Automated order pick-up points: Some fast food and restaurant companies use NFC technology for automated order pick-up systems. By scanning a code or touching a smartphone to a reader, customers can pick up their orders without staff involvement.
Restaurant apps using NFC: Some restaurant apps offer the ability to order and pay for food via NFC. Visitors can scan special RFID tags on the table to conveniently order and pay for food and drinks.
Cafe Table Navigation for Waiters: Table Tracker is a wireless table location solution that allows table servers to know exactly where customers are sitting and get food to the table faster. This was designed to increase efficiency and productivity, as well as improve customer experience.

Why do businesses need RFID and NFC at all?

Improved inventory management and loss reduction
Accurate product tracking using RFID and NFC allows companies to better control their inventory, prevent excess inventory, and reduce losses due to food spoilage. This significantly reduces costs and increases business efficiency.
Greater transparency and product safety
Consumers are increasingly seeking transparency about product information, and RFID and NFC technologies can provide detailed data on the origin, composition and safety of products.

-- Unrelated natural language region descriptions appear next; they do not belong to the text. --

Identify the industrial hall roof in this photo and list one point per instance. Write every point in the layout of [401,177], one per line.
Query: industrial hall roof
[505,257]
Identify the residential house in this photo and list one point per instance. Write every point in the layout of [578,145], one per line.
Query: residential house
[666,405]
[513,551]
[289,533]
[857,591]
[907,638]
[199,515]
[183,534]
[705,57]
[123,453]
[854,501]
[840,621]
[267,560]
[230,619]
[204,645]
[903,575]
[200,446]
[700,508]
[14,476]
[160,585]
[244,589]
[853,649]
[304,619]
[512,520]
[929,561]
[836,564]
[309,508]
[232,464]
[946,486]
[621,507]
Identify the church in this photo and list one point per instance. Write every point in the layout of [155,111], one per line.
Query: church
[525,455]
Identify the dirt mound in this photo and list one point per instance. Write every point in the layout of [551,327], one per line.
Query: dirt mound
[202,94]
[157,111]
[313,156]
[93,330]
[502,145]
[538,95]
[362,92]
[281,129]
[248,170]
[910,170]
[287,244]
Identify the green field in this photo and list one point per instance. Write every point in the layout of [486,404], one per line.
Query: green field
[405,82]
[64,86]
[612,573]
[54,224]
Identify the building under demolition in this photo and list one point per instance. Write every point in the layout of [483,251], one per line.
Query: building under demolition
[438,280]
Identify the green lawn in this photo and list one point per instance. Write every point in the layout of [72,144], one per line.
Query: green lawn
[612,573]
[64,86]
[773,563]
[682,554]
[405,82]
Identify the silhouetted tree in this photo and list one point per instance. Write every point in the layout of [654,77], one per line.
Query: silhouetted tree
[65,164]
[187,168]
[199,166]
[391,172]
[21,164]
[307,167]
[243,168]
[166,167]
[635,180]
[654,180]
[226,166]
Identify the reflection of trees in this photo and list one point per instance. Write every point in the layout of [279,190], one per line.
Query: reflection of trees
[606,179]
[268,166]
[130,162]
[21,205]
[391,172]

This helps build trust in the brand and increases customer loyalty.
Process optimization and service improvement
Automating processes such as inventory and order management with these technologies allows for faster customer service.
Improving staff efficiency
The introduction of RFID and NFC technologies can reduce the need for manual accounting and inventory control, and will also allow movement to be tracked (for example, instead of much more expensive access control systems).
Innovative image and competitive advantage
Businesses that actively use advanced food tech technologies attract more attention and provide more innovative and convenient services compared to competitors, which helps to retain customers and attract new ones.

What should you pay attention to?

Implementing RFID and NFC systems into your business processes is not costly in itself, but you may need an application to customize everything to suit your needs.
While technology provides new levels of security, it can also be susceptible to cybersecurity threats such as data interception or malicious attacks. It is necessary to ensure the protection of confidential consumer data.
As you already understood, NFC has a short range (usually about 10 cm), RFID also has its limitations depending on the type of tags and readers. Keep this in mind.
Integrating new technologies into existing infrastructure will likely require changes to operational processes, which may cause temporary problems and delays.

Who can afford it?

The implementation of RFID and NFC technologies is not necessarily limited to large companies. These technologies can afford everything “from small to large,” the main requirement here is readiness for changes in infrastructure and processes.
There are different levels of cost and different uses. Some companies may start with limited implementation of the technology in certain areas of the business, or use SaaS solutions.
The idea is to understand how these technologies can support a company's business processes and goals. Even small companies can start with limited adoption of technology for specific purposes and gradually scale up use based on resources and business needs.